A long hike can put a lot of stress on your ankles. Simply walking for a long period of time puts a lot of pressure on your ankles and feet; add to that the uneven terrain, keeping your ankles strong becomes incredibly important to prevent ankle injury while hiking for any period of time.
The ankles are very delicate and the slightest imbalance can lead to an ankle sprain. Depending on the degree of the injury, it may be impossible to walk if you have severely sprained your ankle. So before you head out on the trail be sure to have your ankle in top shape with these exercises.
Work On Your Balance
There are various exercises that can be done to improve your balance which will improve the overall strength of your ankles and help you prevent ankle injury while hiking.
Standing on One Leg
Stand on one leg while balancing yourself, you can start off doing this one each leg for 30 seconds. When you can easily do it for 30 seconds, then you can try for a minute and so on.

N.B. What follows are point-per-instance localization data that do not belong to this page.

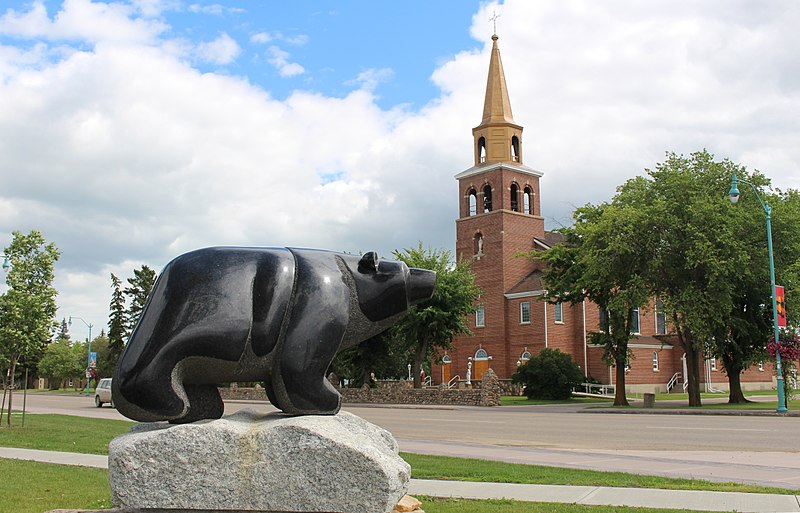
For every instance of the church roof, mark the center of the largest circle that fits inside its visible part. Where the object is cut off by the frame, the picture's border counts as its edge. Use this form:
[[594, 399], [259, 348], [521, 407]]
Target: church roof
[[496, 105], [527, 286], [550, 239]]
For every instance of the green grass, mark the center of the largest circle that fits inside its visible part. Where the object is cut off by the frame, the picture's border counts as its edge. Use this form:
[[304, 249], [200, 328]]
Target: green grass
[[463, 469], [433, 505], [513, 400], [32, 487], [62, 433]]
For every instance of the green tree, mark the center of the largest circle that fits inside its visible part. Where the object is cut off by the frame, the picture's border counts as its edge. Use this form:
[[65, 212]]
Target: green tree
[[62, 360], [604, 258], [117, 322], [549, 375], [27, 309], [137, 291], [701, 261], [432, 324], [380, 355]]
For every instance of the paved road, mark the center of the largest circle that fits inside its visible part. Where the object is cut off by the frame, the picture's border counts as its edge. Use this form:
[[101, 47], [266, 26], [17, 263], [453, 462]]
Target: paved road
[[720, 448]]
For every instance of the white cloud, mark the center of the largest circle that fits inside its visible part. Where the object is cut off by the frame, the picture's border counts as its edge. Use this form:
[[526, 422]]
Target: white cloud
[[223, 50], [369, 79], [124, 154], [83, 20], [214, 9], [262, 37], [280, 59]]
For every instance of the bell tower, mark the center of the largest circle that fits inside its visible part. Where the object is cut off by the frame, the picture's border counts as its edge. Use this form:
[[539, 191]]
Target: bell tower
[[499, 218]]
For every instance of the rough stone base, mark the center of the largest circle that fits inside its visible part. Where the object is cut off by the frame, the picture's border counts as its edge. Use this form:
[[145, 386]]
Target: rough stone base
[[258, 463]]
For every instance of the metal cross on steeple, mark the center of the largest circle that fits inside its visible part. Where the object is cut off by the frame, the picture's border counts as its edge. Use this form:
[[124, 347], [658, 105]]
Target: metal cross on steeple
[[493, 19]]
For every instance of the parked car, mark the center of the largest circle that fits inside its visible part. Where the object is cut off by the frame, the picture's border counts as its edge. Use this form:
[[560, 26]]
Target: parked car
[[102, 393]]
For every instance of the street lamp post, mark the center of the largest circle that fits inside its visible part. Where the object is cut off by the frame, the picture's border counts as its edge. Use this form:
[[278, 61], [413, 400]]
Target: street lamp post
[[89, 352], [733, 194]]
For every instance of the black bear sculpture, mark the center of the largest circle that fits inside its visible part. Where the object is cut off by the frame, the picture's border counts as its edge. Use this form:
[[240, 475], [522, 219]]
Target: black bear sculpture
[[277, 315]]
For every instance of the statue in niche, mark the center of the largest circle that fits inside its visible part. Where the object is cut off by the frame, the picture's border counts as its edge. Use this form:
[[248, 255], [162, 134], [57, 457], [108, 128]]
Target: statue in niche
[[275, 315]]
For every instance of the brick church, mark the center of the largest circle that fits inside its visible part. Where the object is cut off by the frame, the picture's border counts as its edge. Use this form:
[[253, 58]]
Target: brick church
[[499, 218]]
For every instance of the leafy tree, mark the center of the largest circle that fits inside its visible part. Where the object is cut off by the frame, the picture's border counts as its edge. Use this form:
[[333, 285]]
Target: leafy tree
[[604, 258], [138, 290], [28, 308], [62, 361], [117, 323], [550, 374], [380, 355], [700, 261], [432, 324]]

Want an Extra Challenge? Try keeping your eyes closed while you’re doing this exercise.
One Legged Squat
As the name suggests, simply squat, without weights, on one leg with the other leg out in front. If you need to, use a fitness ball, a chair or a table to rest your leg. Start with 3 sets of 10 repetitions and increase as they get easier.
Calf raises will work on your lower legs, calves along with your ankles. It will also help work on your balance. In case you don’t remember your middle and high school physical fitness tests, it’s a simple exercise. Stand with your legs shoulder width apart and raise your heels up from the ground as high as you can go. Wait for about 10 seconds and lower them back down. You can do 3 sets of 15-20 repetitions. If this gets easy, use weights to increase resistance.
Work On Your Agility
Hiking on uneven terrain requires a particular kind of agility to prevent injury. The more dexterity you have in your ankles, the easier it will be to tackle whatever terrain you encounter on your hike without stumbling which, while you’re out on the trail, will help you prevent injury while you’re hiking.
The grapevine is an excellent exercise to improve agility. In this exercise, you run to one side, crossing one foot in front of the other and then back behind as you go. Go four paces to the right followed by the same thing four paces to the left. You’ll see your ankles strengthen, as well as your shins, your calves and most of the rest of your lower body.
These exercises will help strengthen your ankle overall, working on the muscles, ligaments, and tendons. Hiking is strenuous in itself and to assure that your ankles are ready and sprain resistant, do not forget to work them out on a regular basis.